The additional memory usage depends on the number of distinct projects because the grouped aggregation maintains one entry per project.
Test Cases
# Example 1
project = [
[1, 1],
[1, 2],
[1, 3],
[2, 1],
[2, 4]
]
expected = [1] # Project 1 has the most employees
# Single project
project = [
[1, 1],
[1, 2]
]
expected = [1] # Only one project exists
# Tie between projects
project = [
[1, 1],
[1, 2],
[2, 3],
[2, 4]
]
expected = [1, 2] # Both projects have 2 employees
# Every project has one employee
project = [
[1, 1],
[2, 2],
[3, 3]
]
expected = [1, 2, 3] # All tie with count 1
# Larger project dominates
project = [
[1, 1],
[1, 2],
[1, 3],
[1, 4],
[2, 5]
]
expected = [1] # Project 1 clearly largest
# Multiple projects with varying counts
project = [
[1, 1],
[1, 2],
[2, 3],
[3, 4],
[3, 5]
]
expected = [1, 3] # Projects 1 and 3 tie
| Test | Why |
|---|---|
| Example 1 | Validates the basic scenario |
| Single project | Ensures one project is handled correctly |
| Tie between projects | Verifies multiple answers are returned |
| Every project has one employee | Tests full tie case |
| Larger project dominates | Tests clear maximum detection |
| Multiple varying counts | Verifies mixed distributions |
Edge Cases
One important edge case occurs when multiple projects share the same maximum employee count.

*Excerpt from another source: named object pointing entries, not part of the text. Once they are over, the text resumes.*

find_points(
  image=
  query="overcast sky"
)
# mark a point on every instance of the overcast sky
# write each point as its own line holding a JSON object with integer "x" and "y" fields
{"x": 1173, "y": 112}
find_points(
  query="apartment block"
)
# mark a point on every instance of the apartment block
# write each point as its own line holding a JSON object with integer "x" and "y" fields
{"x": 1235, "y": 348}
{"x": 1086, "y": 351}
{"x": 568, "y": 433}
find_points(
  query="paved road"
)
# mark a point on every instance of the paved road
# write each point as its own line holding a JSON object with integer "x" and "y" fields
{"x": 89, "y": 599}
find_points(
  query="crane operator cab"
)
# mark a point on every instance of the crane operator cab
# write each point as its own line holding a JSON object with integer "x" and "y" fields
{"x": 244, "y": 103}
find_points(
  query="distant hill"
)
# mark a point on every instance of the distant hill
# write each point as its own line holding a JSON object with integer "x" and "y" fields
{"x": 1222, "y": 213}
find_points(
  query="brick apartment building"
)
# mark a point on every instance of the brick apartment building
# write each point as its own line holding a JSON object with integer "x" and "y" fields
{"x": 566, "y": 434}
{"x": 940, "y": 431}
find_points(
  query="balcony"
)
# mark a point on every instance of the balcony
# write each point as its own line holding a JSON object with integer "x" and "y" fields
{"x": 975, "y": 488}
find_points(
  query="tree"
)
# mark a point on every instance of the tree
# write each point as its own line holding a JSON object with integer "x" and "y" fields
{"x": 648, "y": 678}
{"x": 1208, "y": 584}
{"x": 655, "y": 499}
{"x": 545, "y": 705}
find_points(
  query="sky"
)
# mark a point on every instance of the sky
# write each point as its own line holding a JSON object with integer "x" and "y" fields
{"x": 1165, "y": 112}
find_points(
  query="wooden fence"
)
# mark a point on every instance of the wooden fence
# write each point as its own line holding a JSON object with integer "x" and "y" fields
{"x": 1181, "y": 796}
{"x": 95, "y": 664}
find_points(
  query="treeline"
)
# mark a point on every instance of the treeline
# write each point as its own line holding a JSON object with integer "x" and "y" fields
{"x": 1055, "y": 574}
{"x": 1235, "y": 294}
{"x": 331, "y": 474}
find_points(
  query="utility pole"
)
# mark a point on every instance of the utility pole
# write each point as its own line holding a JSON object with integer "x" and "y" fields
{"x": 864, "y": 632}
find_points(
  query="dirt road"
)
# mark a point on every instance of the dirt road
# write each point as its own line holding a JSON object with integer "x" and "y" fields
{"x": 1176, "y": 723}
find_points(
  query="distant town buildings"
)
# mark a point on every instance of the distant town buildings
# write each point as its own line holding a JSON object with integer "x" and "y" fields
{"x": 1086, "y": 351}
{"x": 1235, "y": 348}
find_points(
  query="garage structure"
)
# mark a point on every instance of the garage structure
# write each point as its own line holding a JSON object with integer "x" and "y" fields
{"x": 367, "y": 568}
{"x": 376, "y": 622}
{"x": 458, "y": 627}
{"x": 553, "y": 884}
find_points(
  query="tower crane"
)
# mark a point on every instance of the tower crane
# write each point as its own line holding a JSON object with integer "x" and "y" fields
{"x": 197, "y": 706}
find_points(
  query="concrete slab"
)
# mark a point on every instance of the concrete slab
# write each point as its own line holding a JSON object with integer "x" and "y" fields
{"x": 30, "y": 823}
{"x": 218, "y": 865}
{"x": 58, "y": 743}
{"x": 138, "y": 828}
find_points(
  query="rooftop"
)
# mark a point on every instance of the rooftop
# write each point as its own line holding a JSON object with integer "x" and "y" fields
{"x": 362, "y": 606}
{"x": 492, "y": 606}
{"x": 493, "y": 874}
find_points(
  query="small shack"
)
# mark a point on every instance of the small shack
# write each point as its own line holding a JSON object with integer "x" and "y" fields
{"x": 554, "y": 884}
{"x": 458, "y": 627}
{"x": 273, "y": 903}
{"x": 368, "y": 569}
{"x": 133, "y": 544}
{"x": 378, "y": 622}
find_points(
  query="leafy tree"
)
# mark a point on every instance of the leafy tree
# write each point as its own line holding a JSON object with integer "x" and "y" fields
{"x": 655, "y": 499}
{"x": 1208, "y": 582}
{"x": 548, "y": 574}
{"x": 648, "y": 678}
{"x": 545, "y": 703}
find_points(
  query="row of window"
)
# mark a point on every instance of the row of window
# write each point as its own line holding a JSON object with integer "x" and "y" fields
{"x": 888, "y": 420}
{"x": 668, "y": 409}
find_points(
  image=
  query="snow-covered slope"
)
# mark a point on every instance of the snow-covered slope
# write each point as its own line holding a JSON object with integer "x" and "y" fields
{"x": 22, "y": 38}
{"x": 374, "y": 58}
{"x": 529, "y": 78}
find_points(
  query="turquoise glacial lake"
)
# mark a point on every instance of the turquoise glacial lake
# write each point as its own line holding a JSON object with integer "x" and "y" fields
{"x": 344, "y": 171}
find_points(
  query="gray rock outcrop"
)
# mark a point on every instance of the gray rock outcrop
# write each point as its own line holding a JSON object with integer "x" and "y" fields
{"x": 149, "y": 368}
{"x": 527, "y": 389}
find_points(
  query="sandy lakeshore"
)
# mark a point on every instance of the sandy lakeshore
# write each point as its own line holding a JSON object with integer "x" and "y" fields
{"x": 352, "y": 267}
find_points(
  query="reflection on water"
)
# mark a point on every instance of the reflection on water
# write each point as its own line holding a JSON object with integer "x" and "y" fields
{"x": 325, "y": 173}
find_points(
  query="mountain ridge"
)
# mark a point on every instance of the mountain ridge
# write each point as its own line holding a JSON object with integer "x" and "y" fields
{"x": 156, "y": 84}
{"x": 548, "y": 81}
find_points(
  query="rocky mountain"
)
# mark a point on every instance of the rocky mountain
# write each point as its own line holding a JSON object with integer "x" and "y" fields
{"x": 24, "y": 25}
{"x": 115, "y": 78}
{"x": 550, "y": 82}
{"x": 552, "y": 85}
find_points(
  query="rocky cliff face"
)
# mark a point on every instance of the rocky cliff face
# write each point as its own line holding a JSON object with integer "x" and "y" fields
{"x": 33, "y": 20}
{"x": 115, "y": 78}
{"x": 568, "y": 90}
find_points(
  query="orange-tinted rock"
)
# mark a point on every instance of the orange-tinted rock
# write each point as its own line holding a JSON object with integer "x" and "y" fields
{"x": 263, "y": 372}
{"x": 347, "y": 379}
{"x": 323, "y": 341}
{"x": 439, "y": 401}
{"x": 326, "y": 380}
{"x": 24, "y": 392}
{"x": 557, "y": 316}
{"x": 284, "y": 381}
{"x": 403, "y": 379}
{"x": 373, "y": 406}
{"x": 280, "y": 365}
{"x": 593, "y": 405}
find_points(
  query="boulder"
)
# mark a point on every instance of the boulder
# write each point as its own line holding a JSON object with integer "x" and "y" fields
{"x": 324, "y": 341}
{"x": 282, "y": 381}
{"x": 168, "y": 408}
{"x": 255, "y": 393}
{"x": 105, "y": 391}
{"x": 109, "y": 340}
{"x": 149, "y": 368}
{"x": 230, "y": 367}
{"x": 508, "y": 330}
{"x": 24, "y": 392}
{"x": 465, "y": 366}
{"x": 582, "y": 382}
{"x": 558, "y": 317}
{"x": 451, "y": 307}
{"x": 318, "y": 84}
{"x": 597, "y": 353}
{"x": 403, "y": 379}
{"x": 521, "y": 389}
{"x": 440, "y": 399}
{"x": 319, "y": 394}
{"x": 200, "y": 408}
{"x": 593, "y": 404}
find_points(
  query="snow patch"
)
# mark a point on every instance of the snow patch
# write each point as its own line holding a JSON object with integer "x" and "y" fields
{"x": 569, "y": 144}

A common mistake is to use LIMIT 1 or otherwise return only one project. The implementation avoids this issue by selecting all projects whose count equals the maximum value.
Another important case is when there is only a single project in the table. In this scenario, that project is automatically the largest project. The grouping and maximum comparison logic still works correctly because the maximum count is simply the only count present.
A third edge case happens when every project has exactly one employee. In this situation, every project ties for the maximum count. The query correctly returns all projects because every grouped count equals the global maximum.
A final subtle case involves duplicate employee assignments. The problem guarantees that (project_id, employee_id) is unique, so we never need additional deduplication logic such as COUNT(DISTINCT employee_id). The implementation safely relies on the table constraints.